In this study, we established FFPE sample extraction protocols suitable for DigiWest protein profiling, tested over 600 antibodies for their suitability on FFPE tissue, and identified antibodies yielding comparable results in FFPE and fresh frozen tissue. We showed that DigiWest multiplex protein profiles can be used to predict the tissue of origin of five different cancer types, including HNSC, lung squamous cell carcinomas (LUSC), lung adenocarcinomas (LUAD), colorectal adenocarcinomas (COAD), and pancreatic adenocarcinomas (PAAD) in both fresh frozen and FFPE tissue.

Materials and methods

Sample acquisition and preparation

A set of 25 paired fresh frozen and FFPE tumor samples, as well as an independent validation cohort of 25 FFPE tumor samples, were acquired from the archive of the Institute of Pathology of the Charité University Hospital Berlin, Germany. Informed consent was obtained from all patients in accordance with standard institutional guidelines. The samples were all primary tumors.

The set of 25 paired fresh frozen and FFPE tumor samples contained five HNSC, five LUSC, five LUAD, five COAD, and five PAAD. Tumors with different histological grades were included (1 well, 18 moderately, 2 moderately to poorly, and 4 poorly differentiated) to represent tumors that would occur in a realistic clinical setting. Tumor cell content was assessed by a board-certified pathologist based on hematoxylin-eosin-stained slides and was determined to be at least 30% in fresh frozen and at least 40% in FFPE samples. The average tumor cell content was 70% in fresh frozen and 68% in FFPE samples.

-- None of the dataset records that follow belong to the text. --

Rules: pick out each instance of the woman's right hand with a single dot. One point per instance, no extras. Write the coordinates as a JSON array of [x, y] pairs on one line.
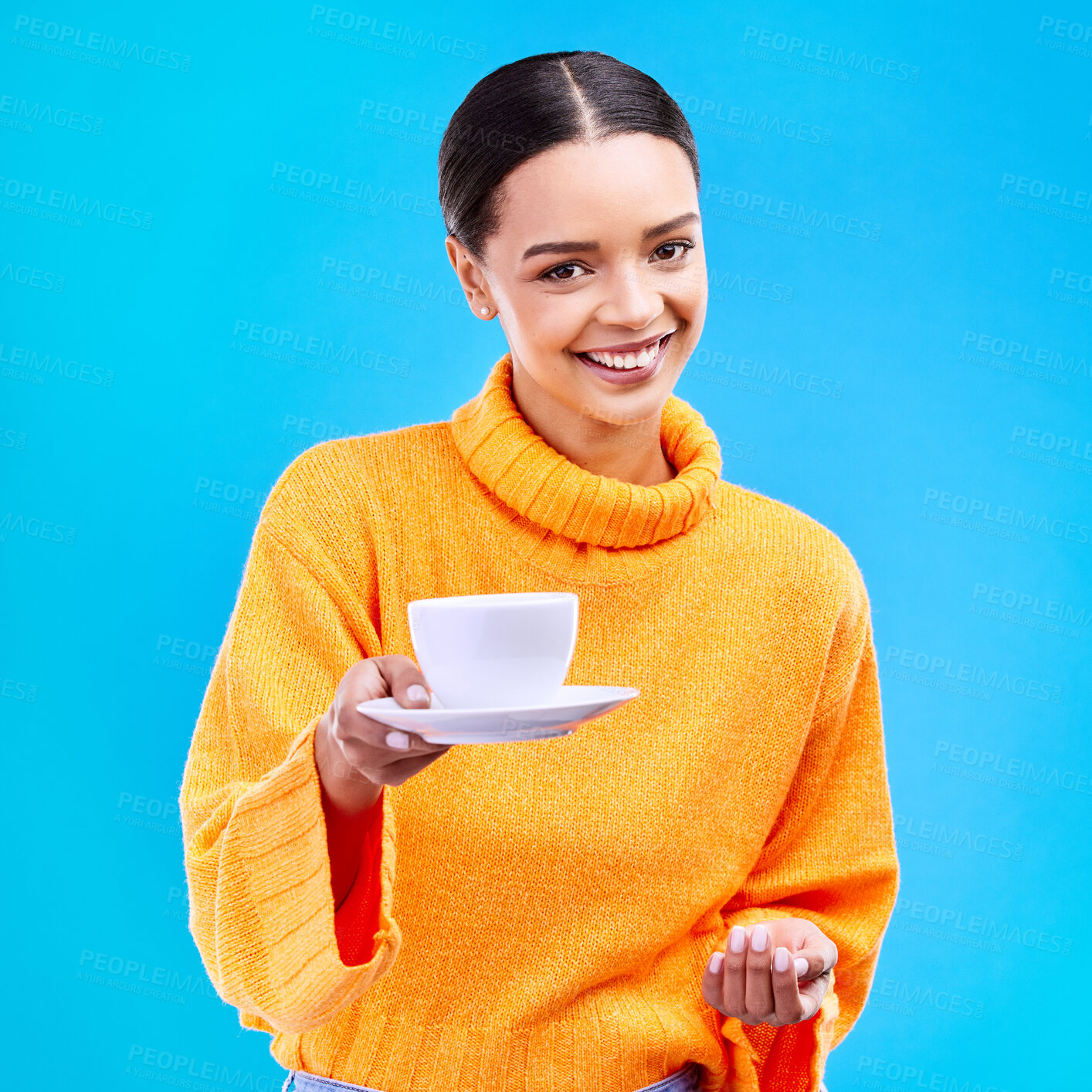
[[355, 755]]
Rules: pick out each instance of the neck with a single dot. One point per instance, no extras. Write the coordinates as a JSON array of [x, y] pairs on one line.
[[629, 453]]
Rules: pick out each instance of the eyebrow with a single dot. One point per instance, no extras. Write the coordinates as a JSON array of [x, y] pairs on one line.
[[561, 248]]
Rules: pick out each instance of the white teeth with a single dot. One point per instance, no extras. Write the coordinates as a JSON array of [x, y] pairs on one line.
[[627, 361]]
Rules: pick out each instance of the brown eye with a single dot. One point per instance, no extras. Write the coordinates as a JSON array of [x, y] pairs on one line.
[[680, 247], [568, 272]]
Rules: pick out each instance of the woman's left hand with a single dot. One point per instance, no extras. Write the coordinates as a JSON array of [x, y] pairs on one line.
[[772, 972]]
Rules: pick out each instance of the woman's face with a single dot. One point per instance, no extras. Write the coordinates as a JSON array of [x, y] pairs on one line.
[[598, 273]]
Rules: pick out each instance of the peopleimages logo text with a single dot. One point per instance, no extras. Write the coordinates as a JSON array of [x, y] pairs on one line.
[[1008, 516]]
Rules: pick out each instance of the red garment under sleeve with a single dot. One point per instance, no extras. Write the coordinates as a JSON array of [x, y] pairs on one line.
[[356, 921]]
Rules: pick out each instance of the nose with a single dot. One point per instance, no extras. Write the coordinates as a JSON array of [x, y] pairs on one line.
[[629, 300]]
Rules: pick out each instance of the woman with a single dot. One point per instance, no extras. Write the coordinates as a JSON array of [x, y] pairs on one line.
[[657, 900]]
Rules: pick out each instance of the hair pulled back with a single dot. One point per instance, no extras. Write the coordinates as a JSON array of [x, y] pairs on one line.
[[530, 105]]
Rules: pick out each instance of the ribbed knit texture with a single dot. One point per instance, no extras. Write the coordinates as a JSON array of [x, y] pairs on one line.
[[546, 909]]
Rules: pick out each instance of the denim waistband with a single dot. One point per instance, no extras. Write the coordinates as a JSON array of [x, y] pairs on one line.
[[687, 1079]]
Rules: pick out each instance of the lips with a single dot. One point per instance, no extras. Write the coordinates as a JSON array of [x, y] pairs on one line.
[[628, 356], [626, 367]]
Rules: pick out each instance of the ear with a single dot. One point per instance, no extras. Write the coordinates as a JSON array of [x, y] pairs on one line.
[[472, 276]]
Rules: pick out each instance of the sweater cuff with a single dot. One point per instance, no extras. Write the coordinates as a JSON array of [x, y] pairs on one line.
[[276, 901], [783, 1060]]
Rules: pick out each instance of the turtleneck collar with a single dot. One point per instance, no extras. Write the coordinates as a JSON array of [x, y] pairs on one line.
[[514, 463]]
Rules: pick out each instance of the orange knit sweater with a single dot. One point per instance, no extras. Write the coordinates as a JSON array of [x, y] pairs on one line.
[[545, 910]]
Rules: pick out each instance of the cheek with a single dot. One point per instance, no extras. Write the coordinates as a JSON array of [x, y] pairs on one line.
[[551, 324]]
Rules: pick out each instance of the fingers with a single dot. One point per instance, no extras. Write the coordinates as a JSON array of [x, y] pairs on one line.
[[404, 680], [756, 982], [735, 972], [788, 1005], [368, 744], [812, 962], [759, 989]]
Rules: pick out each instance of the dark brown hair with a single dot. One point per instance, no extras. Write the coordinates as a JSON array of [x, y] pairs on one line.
[[530, 105]]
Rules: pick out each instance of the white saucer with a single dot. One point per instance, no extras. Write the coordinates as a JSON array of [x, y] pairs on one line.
[[575, 706]]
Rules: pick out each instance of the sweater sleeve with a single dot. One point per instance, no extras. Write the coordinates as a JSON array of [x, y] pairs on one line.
[[831, 860], [255, 833]]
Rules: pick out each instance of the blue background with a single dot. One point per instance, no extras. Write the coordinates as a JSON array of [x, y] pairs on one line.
[[898, 231]]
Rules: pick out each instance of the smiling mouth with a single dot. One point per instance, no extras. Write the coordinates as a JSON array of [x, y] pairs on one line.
[[626, 358]]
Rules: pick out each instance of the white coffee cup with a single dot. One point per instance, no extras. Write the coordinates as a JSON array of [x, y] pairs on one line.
[[504, 651]]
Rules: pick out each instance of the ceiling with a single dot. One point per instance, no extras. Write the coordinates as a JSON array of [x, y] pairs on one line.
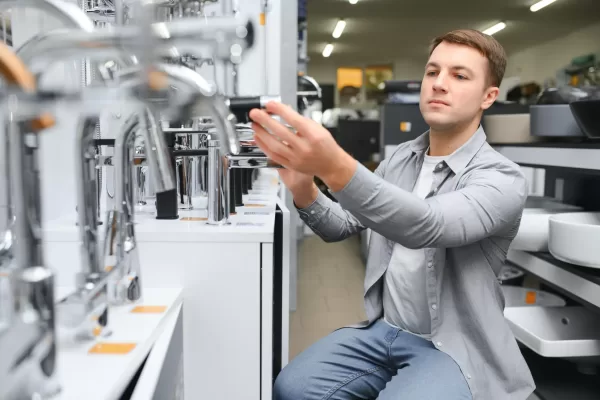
[[387, 30]]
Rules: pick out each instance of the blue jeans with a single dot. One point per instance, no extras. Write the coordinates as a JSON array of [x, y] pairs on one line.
[[379, 362]]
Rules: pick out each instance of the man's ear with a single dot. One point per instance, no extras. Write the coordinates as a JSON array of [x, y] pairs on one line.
[[490, 96]]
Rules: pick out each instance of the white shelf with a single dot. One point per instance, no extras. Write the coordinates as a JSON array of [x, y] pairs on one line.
[[551, 272], [84, 375], [556, 331], [564, 157]]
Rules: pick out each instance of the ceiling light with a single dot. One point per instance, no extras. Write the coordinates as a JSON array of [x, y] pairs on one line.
[[541, 4], [495, 29], [339, 28]]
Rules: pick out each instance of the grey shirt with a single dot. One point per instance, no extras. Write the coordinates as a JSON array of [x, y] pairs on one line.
[[465, 229]]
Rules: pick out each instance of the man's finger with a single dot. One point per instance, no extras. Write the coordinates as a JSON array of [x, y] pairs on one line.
[[279, 159], [267, 142], [290, 116], [278, 129]]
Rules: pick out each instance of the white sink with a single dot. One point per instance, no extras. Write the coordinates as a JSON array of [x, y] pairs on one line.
[[575, 238]]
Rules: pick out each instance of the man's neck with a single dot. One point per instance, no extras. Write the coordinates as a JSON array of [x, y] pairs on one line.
[[446, 142]]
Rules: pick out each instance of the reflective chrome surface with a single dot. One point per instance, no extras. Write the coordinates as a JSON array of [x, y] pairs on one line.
[[218, 184], [27, 334]]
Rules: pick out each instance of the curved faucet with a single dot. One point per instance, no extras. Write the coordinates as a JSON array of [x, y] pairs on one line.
[[221, 36], [67, 13]]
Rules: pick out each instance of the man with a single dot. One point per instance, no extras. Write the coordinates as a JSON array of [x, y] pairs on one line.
[[443, 210]]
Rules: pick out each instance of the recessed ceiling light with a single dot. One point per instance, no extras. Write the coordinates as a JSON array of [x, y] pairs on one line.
[[495, 29], [339, 28], [541, 4]]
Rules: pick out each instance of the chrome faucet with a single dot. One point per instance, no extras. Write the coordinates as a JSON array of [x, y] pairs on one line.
[[219, 176], [27, 326], [121, 250]]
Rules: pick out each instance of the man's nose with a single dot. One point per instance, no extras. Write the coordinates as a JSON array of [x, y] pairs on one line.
[[440, 83]]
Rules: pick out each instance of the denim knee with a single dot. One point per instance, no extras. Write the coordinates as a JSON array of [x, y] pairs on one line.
[[290, 384]]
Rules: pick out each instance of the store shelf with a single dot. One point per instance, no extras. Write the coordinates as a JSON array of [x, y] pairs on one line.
[[563, 332], [580, 282], [563, 156]]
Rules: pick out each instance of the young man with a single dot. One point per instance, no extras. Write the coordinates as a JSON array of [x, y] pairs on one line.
[[443, 210]]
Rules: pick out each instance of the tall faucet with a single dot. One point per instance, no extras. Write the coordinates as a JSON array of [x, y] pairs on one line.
[[120, 244], [219, 176], [27, 327]]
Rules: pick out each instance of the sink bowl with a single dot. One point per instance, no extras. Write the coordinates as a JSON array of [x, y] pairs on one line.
[[575, 238], [534, 229]]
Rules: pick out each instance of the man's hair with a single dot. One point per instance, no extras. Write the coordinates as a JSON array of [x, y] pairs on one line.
[[485, 44]]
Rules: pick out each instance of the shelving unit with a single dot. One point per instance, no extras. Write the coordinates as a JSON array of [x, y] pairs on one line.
[[559, 343], [580, 283], [558, 155]]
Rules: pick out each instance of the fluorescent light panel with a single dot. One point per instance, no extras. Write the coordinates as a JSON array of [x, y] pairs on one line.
[[327, 50], [495, 29], [541, 4], [339, 29]]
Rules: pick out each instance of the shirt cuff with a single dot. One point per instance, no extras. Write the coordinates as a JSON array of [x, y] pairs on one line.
[[363, 186], [315, 210]]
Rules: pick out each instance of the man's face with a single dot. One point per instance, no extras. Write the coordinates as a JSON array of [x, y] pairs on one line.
[[455, 87]]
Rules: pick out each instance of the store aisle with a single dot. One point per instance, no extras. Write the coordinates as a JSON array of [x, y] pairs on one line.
[[330, 287]]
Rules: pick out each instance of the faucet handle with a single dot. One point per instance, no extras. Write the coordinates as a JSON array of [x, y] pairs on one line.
[[15, 72]]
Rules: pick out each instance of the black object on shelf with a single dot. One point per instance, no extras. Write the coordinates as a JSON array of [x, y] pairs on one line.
[[586, 113], [167, 205], [243, 179], [104, 142], [238, 187], [232, 190], [241, 107], [190, 153]]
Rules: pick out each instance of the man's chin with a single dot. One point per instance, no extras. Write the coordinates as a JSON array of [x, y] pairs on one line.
[[438, 124]]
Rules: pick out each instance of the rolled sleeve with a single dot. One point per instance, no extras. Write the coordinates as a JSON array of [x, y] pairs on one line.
[[490, 202]]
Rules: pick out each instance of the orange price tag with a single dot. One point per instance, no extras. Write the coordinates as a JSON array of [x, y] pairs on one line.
[[194, 219], [112, 348], [149, 309], [530, 297]]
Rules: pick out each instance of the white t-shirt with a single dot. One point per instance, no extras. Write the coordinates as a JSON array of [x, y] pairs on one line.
[[404, 297]]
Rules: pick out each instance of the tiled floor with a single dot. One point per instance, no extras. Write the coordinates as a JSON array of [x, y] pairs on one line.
[[330, 287]]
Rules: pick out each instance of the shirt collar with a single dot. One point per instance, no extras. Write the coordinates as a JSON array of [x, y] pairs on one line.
[[458, 160]]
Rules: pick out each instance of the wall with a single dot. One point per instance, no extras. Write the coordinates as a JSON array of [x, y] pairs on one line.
[[533, 64], [325, 71], [543, 61]]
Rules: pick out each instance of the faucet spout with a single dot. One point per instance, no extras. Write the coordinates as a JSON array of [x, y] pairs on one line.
[[157, 154], [87, 198], [67, 13]]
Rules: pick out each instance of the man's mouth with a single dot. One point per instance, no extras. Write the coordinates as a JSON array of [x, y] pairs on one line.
[[438, 102]]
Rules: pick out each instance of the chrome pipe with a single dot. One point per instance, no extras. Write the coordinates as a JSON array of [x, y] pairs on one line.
[[27, 342], [218, 179], [67, 13], [221, 37], [119, 243], [87, 195]]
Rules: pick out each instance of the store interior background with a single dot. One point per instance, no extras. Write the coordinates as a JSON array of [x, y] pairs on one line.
[[389, 40]]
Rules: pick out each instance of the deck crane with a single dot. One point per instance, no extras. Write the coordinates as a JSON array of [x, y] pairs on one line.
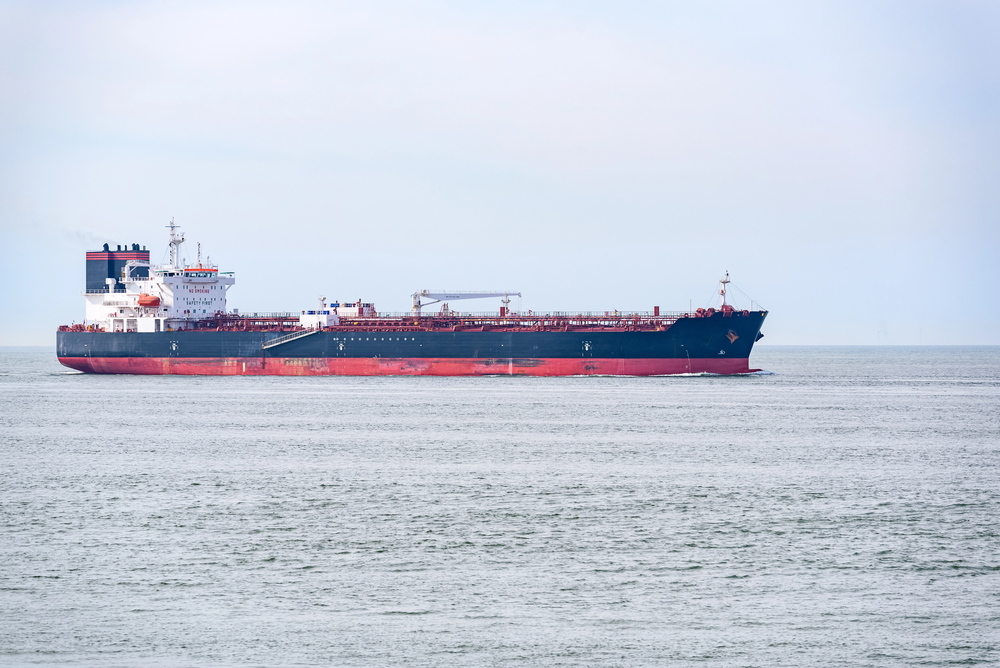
[[440, 296]]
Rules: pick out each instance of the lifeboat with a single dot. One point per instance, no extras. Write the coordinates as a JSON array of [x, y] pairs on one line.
[[148, 301]]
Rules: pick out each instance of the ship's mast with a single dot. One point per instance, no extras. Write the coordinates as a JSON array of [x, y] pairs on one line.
[[725, 281], [175, 244]]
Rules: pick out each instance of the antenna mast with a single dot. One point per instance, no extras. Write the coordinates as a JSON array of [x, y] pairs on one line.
[[175, 244], [725, 281]]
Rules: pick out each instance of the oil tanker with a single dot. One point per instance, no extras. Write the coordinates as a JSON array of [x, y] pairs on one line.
[[172, 319]]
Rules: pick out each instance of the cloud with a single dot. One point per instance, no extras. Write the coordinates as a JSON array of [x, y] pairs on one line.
[[689, 134]]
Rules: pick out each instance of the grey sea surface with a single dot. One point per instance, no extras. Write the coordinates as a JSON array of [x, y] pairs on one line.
[[843, 510]]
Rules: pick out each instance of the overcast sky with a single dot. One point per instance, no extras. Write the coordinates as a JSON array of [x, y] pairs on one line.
[[840, 160]]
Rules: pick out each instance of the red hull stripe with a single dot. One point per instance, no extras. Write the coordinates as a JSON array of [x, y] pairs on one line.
[[370, 366]]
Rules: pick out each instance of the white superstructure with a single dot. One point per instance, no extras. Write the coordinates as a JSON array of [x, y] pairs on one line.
[[173, 296]]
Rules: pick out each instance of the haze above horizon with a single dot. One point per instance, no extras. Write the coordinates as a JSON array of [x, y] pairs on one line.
[[840, 160]]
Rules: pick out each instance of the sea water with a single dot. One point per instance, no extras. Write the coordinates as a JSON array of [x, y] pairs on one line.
[[843, 509]]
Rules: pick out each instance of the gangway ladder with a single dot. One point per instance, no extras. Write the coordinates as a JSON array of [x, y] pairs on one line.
[[294, 336]]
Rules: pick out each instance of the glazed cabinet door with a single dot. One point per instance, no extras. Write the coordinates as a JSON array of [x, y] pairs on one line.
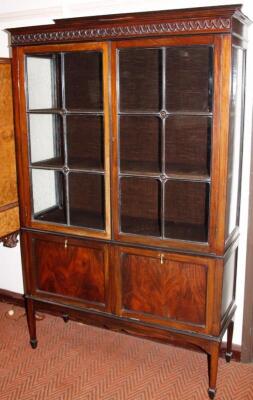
[[165, 289], [71, 271], [66, 162], [165, 130]]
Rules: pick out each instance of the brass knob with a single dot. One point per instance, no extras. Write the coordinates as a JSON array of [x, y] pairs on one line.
[[162, 258]]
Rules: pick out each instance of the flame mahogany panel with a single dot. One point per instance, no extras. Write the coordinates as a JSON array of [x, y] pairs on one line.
[[171, 289], [70, 269]]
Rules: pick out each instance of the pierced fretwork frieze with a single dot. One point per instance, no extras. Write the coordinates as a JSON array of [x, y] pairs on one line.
[[214, 24]]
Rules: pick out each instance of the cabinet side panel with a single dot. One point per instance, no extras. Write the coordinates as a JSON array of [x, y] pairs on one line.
[[235, 140], [228, 286]]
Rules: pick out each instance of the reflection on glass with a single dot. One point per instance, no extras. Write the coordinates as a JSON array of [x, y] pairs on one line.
[[189, 78], [84, 80], [140, 144], [140, 206], [188, 145], [234, 168], [86, 200], [140, 72], [40, 82], [48, 196], [85, 138], [46, 139], [186, 210]]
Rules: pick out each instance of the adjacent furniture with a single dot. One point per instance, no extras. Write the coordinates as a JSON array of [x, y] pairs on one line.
[[9, 212], [129, 132]]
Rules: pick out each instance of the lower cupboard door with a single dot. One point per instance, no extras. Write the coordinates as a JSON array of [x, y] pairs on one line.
[[164, 289], [72, 270]]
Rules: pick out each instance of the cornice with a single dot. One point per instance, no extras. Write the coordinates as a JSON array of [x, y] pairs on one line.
[[120, 31]]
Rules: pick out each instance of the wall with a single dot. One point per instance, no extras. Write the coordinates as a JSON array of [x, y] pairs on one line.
[[28, 12]]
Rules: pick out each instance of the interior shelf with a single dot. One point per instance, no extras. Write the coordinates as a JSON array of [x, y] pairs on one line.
[[55, 214], [140, 226], [85, 164], [55, 162], [185, 231], [86, 219]]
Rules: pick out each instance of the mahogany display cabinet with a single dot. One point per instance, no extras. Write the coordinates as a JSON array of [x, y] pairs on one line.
[[129, 134]]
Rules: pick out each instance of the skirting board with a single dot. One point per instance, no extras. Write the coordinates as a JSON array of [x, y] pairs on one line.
[[17, 299]]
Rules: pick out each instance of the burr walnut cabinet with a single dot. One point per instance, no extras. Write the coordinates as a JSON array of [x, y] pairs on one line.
[[129, 132], [9, 212]]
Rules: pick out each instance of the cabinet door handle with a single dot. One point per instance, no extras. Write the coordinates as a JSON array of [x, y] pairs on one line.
[[162, 258]]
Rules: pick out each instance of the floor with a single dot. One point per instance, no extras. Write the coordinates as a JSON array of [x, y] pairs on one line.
[[75, 361]]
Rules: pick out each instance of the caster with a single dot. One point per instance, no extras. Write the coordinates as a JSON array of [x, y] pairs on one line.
[[228, 356], [211, 393], [65, 318], [33, 343]]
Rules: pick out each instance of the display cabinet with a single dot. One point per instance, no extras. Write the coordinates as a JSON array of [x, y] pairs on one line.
[[9, 210], [129, 137]]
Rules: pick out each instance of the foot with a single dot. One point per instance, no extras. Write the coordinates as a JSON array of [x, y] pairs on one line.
[[65, 317], [211, 393], [33, 343], [228, 356]]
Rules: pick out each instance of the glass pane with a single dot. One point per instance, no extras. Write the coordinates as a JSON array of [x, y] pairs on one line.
[[40, 82], [186, 210], [189, 78], [84, 80], [188, 145], [140, 72], [85, 137], [48, 196], [140, 206], [46, 145], [234, 165], [86, 200], [140, 143]]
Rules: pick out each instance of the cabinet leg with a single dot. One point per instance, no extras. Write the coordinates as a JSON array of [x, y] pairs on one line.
[[230, 331], [213, 359], [31, 320]]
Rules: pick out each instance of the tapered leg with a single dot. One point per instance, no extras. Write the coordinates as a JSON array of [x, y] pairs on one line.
[[229, 353], [31, 320], [213, 359]]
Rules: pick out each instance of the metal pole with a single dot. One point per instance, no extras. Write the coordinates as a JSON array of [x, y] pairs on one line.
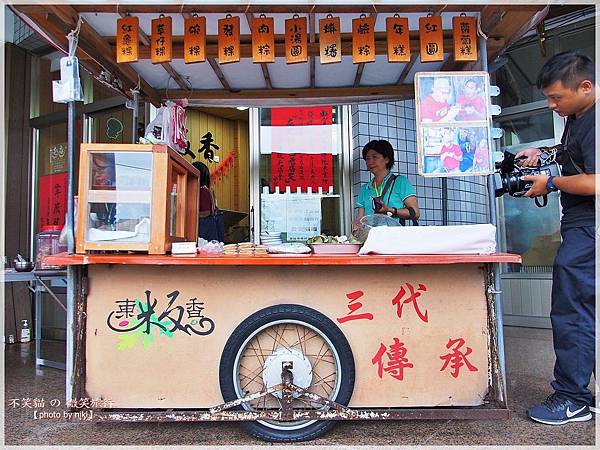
[[444, 201], [496, 267], [70, 248], [134, 119]]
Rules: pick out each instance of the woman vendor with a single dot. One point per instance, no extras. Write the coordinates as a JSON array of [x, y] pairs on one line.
[[386, 193], [210, 219]]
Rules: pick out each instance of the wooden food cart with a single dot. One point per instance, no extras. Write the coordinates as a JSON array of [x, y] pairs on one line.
[[288, 339], [287, 344]]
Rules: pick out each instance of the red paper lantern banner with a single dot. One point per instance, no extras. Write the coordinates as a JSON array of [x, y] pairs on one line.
[[223, 169]]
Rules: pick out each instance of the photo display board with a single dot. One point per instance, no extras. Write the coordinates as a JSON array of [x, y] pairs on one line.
[[453, 124]]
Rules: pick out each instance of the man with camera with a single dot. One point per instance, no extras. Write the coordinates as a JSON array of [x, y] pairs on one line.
[[567, 80]]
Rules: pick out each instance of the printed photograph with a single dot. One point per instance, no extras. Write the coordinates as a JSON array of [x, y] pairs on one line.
[[458, 151], [447, 97]]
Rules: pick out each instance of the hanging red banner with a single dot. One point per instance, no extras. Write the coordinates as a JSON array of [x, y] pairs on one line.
[[301, 170], [194, 39], [464, 30], [161, 41], [313, 115], [52, 195], [127, 39]]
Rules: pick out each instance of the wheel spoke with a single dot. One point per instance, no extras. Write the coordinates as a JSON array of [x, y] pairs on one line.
[[321, 359]]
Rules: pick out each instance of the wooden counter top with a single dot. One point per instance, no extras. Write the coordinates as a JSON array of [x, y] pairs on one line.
[[278, 260]]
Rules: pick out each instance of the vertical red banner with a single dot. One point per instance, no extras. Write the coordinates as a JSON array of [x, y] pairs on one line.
[[52, 195], [314, 115]]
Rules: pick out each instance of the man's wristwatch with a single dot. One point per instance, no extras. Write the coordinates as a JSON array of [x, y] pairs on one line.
[[550, 184]]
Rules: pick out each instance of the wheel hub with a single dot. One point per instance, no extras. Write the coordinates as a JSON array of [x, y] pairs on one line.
[[297, 363]]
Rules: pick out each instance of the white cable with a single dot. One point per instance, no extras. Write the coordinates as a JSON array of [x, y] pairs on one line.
[[73, 37]]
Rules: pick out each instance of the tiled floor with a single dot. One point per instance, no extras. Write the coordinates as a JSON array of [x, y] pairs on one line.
[[529, 364]]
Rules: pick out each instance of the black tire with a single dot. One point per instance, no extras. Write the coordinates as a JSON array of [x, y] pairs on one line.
[[250, 330]]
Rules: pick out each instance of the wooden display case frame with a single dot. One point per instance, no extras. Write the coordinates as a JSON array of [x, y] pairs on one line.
[[168, 168]]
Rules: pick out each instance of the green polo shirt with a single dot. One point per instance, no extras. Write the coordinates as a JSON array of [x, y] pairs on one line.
[[394, 197]]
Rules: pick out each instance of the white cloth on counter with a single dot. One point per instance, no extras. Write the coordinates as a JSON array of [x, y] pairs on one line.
[[141, 233], [434, 240]]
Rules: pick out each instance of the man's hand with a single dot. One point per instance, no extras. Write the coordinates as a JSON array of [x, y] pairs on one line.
[[539, 185], [532, 154]]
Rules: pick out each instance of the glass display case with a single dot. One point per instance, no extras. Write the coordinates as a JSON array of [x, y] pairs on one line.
[[135, 197]]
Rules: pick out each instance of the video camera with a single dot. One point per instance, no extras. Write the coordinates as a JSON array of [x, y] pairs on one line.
[[510, 172]]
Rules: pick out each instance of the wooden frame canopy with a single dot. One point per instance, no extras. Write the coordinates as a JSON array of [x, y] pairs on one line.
[[245, 83]]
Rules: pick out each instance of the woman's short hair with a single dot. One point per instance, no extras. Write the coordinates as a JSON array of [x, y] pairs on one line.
[[204, 173], [382, 147]]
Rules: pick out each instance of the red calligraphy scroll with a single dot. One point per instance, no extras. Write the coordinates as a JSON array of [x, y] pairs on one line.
[[52, 195], [314, 115], [301, 170]]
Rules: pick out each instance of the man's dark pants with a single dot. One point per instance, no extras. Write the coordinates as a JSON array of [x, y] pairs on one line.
[[573, 313]]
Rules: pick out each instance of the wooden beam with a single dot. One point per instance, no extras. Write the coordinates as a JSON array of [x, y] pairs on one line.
[[407, 68], [413, 55], [219, 73], [242, 8], [263, 66], [94, 45], [251, 94], [380, 36], [56, 35], [361, 66], [313, 49]]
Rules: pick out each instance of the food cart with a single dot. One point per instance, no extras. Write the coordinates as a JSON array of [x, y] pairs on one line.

The independent validation cohort consisted of 25 FFPE tumor samples, also with five cases per tumor type (HNSC, LUSC, LUAD, COAD, and PAAD). Of these, 18 tumor samples were moderately and seven poorly differentiated. The tumor cell content was at least 40% and averaged 68%.

Fresh frozen samples used for DigiWest analysis were collected after surgical resection, snap-frozen in liquid nitrogen, and stored at −80 °C. The cold ischemic time was measured in 21 of 25 samples with a median of 14 min. They were cut in slices of 15 µm thickness at −20 °C using a cryostat (Leica Biosystems, Wetzlar, Germany). Tissue slices were lysed in CLB1 lysis buffer (10 µl lysis buffer/mg tissue) containing PhosSTOP inhibitor cocktails (Roche Diagnostics GmbH) for 30 min in a thermomixer (4 °C, 1400 rpm). Samples were subsequently centrifuged for 5 min at 4 °C and 18,200 g (Eppendorf, Hamburg, Germany). The supernatant was collected, divided into three aliquots, and stored at −80 °C. The total protein concentration was measured using Coomassie Plus (Bradford) Assay Kit (Thermo Scientific, Rockford, USA). All samples had a protein concentration of more than 1 mg/ml.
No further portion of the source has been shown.